Gender Blender
- Author: Blake Nelson
- Language: English
- Genre: Young adult fiction
- Publisher: Random House
- Publication date: March 2006
- Publication place: United States
- ISBN: 0-385-74696-2
- Preceded by: Prom Anonymous
- Followed by: Paranoid Park

= Gender Blender =

2006 novel by Blake Nelson

Gender Blender (ISBN 0-385-74696-2, 2006) is a young adult novel written by Blake Nelson. The book explores the differences between males and females and dramatizes it in a way that children will understand.

==Summary==
Emma and Tom both try to jump onto the same school trampoline and have a serious collision, somehow switching bodies. Emma is now Tom, and Tom is Emma. Both characters face challenges from the differences in the biological bodies that they inhabit and figuring out how to act in accordance with the expectations of others.
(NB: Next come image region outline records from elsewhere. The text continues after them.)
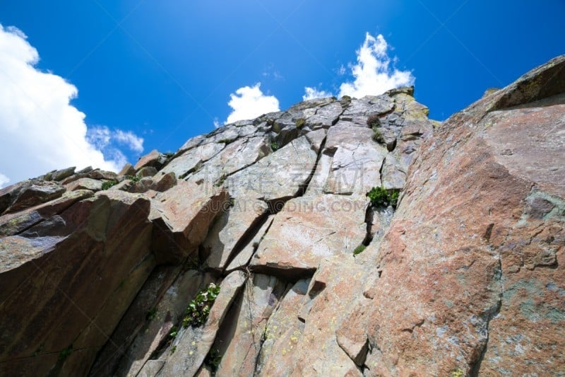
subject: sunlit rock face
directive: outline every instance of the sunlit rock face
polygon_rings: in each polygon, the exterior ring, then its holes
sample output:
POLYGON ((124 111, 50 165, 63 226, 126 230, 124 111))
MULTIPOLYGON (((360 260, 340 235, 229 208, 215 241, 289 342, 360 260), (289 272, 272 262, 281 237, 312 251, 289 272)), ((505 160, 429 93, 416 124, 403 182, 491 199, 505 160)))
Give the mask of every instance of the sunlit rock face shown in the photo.
POLYGON ((310 100, 2 189, 0 375, 565 373, 565 57, 427 114, 310 100))

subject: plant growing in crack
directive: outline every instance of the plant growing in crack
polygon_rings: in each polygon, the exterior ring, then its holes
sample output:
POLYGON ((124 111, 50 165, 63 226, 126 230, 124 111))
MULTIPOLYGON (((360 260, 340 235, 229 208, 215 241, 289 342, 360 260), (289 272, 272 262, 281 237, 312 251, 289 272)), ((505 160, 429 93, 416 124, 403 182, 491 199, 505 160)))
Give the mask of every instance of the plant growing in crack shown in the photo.
POLYGON ((220 351, 217 348, 211 348, 204 359, 204 364, 208 366, 213 372, 215 372, 221 361, 222 356, 220 354, 220 351))
POLYGON ((109 188, 110 188, 113 185, 117 185, 117 184, 118 184, 118 181, 117 180, 107 180, 106 182, 102 182, 102 190, 108 190, 109 188))
POLYGON ((365 246, 362 243, 361 245, 355 248, 355 250, 353 250, 353 255, 357 255, 359 254, 361 254, 366 248, 367 246, 365 246))
POLYGON ((296 128, 298 129, 302 129, 302 128, 304 127, 304 123, 306 123, 306 120, 304 118, 298 118, 296 120, 295 125, 296 125, 296 128))
POLYGON ((207 288, 201 290, 189 303, 185 317, 182 320, 184 327, 198 327, 203 325, 210 314, 210 308, 220 294, 220 286, 210 283, 207 288))
POLYGON ((391 206, 396 208, 399 193, 400 191, 398 190, 388 190, 382 186, 377 186, 371 188, 367 193, 367 196, 369 197, 373 207, 391 206))
POLYGON ((59 354, 59 361, 64 361, 66 360, 67 357, 71 356, 71 354, 73 353, 73 344, 71 344, 68 347, 65 348, 59 354))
Eventually, they have another collision and become themselves again.

==Publisher==
This book was published by Random House on 28 March 2006.

== Reception ==
The Booklist describes Gender Blender as "Freaky Friday with a gender-bending twist" and recommends it as a comedy that encourages deep thinking, although it noted that the book's ending "is a bit of a jumble". The reviewer for School Library Journal says "most readers will be disappointed by the lack of substance." Kirkus Reviews calls it "a message-driven but enjoyable read". Publishers Weekly notes the author's "keen understanding of peer pressure and gender stereotyping".